The device uses language-recognition software Streams to find tweets about best actress, best actor and best picture nominees and plots the results on a graph.

Annenberg Innovation Lab director Professor Jonathan Taplin said the lab used the IBM-donated software for several other projects before the Senti-meter.

The lab first used the software to analyze political tweets, then moved to track the success of the box office.

The team first became inspired with the idea for the Senti-meter by the software’s accuracy at predicting the success of movies, Taplin said.

“We saw that Cowboys and Aliens was going to bomb in the box office when the studios thought it was going to be a big movie,” Taplin said. “We saw The Help was going to do well when Disney wasn’t too sure about it.”

Taplin said the Senti-meter measures anywhere from 300,000 to 400,000 tweets each day.

Shrikanth Narayanan, director of Viterbi SAIL and a professor of psychology, linguistics and computer science, said the lab had previously used the software for understanding language in settings such as marriage counseling, but Twitter presented a new challenge.

“The power of Twitter is in using only a few characters to pack a lot of your emotions and feelings into the message,” Narayanan said. “What we try to do is see the kind of words people use and how they use them to map it to their sentiment.”

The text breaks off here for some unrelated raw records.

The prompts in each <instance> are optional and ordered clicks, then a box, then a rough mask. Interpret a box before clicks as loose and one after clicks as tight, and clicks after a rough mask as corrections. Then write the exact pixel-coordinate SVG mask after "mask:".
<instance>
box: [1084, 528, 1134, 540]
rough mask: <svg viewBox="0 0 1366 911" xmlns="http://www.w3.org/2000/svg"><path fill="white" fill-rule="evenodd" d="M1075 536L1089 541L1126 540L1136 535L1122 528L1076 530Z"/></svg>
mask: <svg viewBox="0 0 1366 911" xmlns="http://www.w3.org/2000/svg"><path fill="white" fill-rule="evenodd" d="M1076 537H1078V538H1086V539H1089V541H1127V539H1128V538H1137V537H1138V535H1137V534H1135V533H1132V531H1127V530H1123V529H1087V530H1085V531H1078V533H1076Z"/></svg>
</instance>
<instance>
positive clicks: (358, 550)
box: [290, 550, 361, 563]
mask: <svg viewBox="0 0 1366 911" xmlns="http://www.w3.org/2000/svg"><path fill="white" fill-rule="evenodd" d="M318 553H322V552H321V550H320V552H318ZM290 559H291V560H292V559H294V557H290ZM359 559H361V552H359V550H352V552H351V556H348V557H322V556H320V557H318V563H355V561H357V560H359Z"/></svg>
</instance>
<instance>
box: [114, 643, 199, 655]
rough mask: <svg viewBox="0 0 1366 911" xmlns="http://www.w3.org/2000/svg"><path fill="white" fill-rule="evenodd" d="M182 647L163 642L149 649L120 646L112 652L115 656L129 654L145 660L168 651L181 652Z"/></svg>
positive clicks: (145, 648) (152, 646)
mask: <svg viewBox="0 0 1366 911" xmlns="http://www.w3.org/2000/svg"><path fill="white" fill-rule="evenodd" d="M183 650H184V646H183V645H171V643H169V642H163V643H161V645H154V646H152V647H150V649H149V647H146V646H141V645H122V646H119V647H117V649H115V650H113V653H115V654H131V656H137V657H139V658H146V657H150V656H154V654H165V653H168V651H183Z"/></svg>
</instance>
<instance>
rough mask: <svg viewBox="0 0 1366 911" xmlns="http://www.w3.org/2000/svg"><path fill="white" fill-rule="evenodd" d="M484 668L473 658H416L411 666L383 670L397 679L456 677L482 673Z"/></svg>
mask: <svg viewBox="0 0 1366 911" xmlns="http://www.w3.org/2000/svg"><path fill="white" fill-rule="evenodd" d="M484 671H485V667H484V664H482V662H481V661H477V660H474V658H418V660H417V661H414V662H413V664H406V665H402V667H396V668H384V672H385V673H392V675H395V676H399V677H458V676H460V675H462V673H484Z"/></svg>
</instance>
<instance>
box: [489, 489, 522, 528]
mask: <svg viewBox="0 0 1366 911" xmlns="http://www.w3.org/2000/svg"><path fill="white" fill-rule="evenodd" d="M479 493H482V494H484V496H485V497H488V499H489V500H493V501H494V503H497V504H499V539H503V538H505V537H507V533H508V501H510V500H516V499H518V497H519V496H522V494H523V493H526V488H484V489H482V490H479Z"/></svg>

The shortness of tweets, however, can also make them more difficult for the software to read. But now the Senti-meter can understand complex features of language such as emoticons and sarcasm, though Taplin said achieving that result took hard work.

“What we do is we have students look at 5,000 or 7,000 tweets and compare their meaning to what the computer thought they meant,” Taplin said.

Nuances in meaning that humans naturally analyze in speech patterns can be difficult for the computer to read as well.

“Sentiment expressions are very complex to quantify. People might say one thing but mean the opposite, such as when they are being sarcastic. But if you look in context, you can try to figure out what the words really mean,” Narayanan said.

Narayanan said he hopes to put the technology to use in other areas.

“One of the big problems that interest us a lot is to watch for patterns over time, see how opinions change over time and see how long opinions last,” Narayanan said.

The Oscar Senti-meter will be updated on the Los Angeles Times website.